Micaeli, apesar da pouca idade, já era suspeita de participação em um
homicídio. E tão cedo, sem chance de buscar uma outra alternativa de viver,
teve sua história interrompida de maneira violenta por ter trilhado um caminho
supostamente sem volta. Ainda assim, uma vida a menos, uma mulher a menos, um
número a mais.
Naquela
mesma noite, Fabíola da Silva Pereira, de 19 anos, também foi morta a tiros, no
Conjunto Renascer. Segundo a Polícia, a mulher era usuária de drogas e a morte
teria sido por dívidas contraídas junto a um traficante. Pagou o vício com a
vida.
Violência
doméstica
Há ainda
aquelas que, sob a alegação do amor, acabam vitimizadas. Sofrimento no corpo e
na alma, quando a agressão parte de quem divide o teto, os filhos e uma parte
da história. Foi o caso da agricultora Ana Maria de Sousa, que teve 80% do
corpo queimado em uma agressão do companheiro, em 28 de setembro, no Crato.

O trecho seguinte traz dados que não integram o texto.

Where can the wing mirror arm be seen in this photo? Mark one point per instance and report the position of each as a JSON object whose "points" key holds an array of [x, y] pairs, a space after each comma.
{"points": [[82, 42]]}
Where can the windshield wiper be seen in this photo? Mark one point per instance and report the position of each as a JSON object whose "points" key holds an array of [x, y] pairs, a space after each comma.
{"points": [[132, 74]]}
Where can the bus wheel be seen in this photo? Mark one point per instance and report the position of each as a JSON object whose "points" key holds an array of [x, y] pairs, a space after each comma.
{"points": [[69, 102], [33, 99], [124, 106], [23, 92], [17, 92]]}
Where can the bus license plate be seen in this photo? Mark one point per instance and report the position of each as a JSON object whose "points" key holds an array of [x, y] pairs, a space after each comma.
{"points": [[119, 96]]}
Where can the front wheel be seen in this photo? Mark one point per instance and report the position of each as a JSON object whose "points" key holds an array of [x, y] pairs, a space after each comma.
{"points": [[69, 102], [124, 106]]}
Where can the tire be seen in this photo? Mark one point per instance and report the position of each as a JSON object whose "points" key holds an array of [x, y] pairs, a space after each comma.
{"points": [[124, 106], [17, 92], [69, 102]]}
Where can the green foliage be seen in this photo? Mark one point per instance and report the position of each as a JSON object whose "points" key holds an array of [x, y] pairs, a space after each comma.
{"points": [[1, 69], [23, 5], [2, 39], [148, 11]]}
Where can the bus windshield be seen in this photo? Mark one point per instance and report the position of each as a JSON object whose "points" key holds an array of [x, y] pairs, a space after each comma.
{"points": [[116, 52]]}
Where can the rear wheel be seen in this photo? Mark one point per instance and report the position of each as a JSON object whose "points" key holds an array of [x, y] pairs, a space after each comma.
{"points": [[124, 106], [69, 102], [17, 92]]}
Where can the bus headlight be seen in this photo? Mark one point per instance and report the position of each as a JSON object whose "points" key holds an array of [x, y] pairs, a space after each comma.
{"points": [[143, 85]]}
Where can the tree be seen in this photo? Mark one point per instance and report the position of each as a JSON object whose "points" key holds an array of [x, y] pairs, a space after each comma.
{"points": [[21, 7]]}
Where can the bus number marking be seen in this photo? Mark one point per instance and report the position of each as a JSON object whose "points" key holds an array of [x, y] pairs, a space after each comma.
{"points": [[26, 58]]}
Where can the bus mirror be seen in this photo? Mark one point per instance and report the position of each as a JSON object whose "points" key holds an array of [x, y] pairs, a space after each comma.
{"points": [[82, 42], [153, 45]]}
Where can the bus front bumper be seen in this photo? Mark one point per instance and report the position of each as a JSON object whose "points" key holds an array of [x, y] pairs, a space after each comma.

Ela
passou quase um mês internada no Instituto Doutor José Frota (IJF), no Centro
de Fortaleza. Segundo os vizinhos, o casal teve uma discussão durante a noite
e, em determinado momento, o homem mandou os cinco filhos deixarem a casa. Em
seguida, incendiou a esposa e o imóvel. Ana Maria morreu em 21 de outubro.
Em
Fortaleza, no Conjunto Ceará, no dia 3 de agosto, Beatriz Cândido da Silva foi
queimada pelo namorado, identificado como Ivan Thiago dos Santos Lima, 22. Após
ser preso, ele confessou o crime.
Familiares
de Beatriz disseram, à época, acreditar que Ivan tenha matado a namorada devido
a ciúmes. Por amor, ou pela falta dele, a jovem teve a vida ceifada pelo
indivíduo com quem havia apenas dois meses mantinha relacionamento.